Artistic director Paul Lightfoot and his wife, Sol León, are the driving force behind what is now one of the most innovative dance companies in the world. Lightfoot has been with the company since 1985 and the two have choreographed more than 45 pieces for NDT. They have won numerous awards for their work, including the prestigious Dutch Swan Award for their piece Shoot the Moon in 2005-06. The jury for the award wrote, “Lightfoot [and] León demonstrate how powerfully and subtly a good choreography and good dance can communicate”. Their assessment is spot on—the first impression one gets watching Lightfoot and León’s choreography is how accurately they communicate their themes with seemingly disconnected elements. In the case of the second piece, Same Difference (2007), the two use theatrical principles (something Lightfoot says stems from his exposure to theatre in England growing up) to demonstrate how the ego drives individuals’ thoughts and actions.
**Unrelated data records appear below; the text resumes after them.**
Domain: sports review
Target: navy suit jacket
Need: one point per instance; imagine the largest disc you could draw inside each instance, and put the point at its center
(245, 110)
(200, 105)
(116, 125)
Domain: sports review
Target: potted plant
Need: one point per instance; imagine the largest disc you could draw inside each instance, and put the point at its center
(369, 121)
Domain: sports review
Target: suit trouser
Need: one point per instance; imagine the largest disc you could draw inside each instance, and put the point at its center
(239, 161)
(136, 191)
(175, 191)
Seven dancers are assigned different roles, e.g., the soldier, the poet; but each could also be a shadow of the same person. The audience is drawn into a surrealistic world where bizarre, jarring movements and words echo the chaos that the ego inflicts on the psyche. It is surprising to hear the dancers yell out, laugh wildly without warning, and that may be a turn-off for some audience members. Yet the jarring actions are performed with such fluidity and control that ultimately we are distanced from, and perhaps released from, the chaos.
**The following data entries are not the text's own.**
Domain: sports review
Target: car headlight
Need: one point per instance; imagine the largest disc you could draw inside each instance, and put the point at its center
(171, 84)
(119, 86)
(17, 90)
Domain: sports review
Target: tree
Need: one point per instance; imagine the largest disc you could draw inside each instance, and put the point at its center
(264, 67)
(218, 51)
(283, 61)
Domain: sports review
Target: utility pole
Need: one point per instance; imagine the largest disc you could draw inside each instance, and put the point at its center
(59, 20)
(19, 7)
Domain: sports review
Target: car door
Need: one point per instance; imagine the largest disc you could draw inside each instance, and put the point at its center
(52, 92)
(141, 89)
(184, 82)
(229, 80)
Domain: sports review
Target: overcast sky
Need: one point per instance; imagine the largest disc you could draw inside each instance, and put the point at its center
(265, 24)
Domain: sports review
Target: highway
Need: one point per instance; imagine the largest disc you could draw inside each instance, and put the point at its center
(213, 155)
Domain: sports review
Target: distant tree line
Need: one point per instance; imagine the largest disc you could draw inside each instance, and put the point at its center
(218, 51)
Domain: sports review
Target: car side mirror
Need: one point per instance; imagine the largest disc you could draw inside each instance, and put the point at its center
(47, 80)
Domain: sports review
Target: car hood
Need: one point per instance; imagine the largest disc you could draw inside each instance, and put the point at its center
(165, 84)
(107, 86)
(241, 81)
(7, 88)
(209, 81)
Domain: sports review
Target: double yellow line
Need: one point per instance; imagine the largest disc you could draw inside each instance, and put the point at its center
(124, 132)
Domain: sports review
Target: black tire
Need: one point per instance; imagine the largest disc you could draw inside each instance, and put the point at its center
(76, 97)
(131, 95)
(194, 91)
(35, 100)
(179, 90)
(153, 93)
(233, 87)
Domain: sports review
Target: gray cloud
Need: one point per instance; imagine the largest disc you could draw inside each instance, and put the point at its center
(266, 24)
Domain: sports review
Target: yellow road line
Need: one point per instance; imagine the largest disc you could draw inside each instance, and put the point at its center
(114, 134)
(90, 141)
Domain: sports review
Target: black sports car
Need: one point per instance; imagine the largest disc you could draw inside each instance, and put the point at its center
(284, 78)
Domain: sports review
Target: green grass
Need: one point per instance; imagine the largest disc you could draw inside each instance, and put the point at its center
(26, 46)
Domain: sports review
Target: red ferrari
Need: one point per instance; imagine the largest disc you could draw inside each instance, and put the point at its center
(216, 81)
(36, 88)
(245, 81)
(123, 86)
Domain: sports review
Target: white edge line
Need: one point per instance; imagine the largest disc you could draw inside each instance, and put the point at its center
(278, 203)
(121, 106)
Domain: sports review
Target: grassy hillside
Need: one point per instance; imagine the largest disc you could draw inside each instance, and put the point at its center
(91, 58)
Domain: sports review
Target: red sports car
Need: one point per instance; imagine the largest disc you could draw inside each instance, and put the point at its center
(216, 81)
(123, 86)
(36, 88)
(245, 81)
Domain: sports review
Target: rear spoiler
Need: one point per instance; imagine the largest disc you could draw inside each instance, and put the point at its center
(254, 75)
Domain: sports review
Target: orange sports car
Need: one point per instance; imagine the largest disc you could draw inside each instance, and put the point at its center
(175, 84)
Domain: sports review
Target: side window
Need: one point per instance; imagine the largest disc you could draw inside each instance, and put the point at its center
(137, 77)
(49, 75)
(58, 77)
The third piece, Shoot the Moon, is a depiction of modern relationships and family life. Three couples dance together in three different rooms, and the doors and windows are always open–perhaps a commentary on the invisible boundaries and silent agreements that keep us inside of them. There is Ibsenesque claustrophia, but at the same time, the open windows suggest the endless possibility of something new. Movie screens above the rooms mirror the actions seen and unseen. Philip Glass’s Movement II from Tirol Concerto for piano and orchestra imbues the piece with repetitive, waves of emotion, what Lightfoot refers to as the agent of change in relationships: “the emotion inside”.
Pina Bausch and the German Tanztheater springs to mind when watching both pieces, Same Difference and Shoot the Moon, and it turns out that Lightfoot considers Bausch a key influence. In a Dance Europe magazine article he calls Bausch the greatest choreographer of the 20th Century. He says, “I first saw her perform when I was very young and I have always admired everything she did…I have often thought that I’d have loved to work with Pina because as a choreographer she just blew me away.”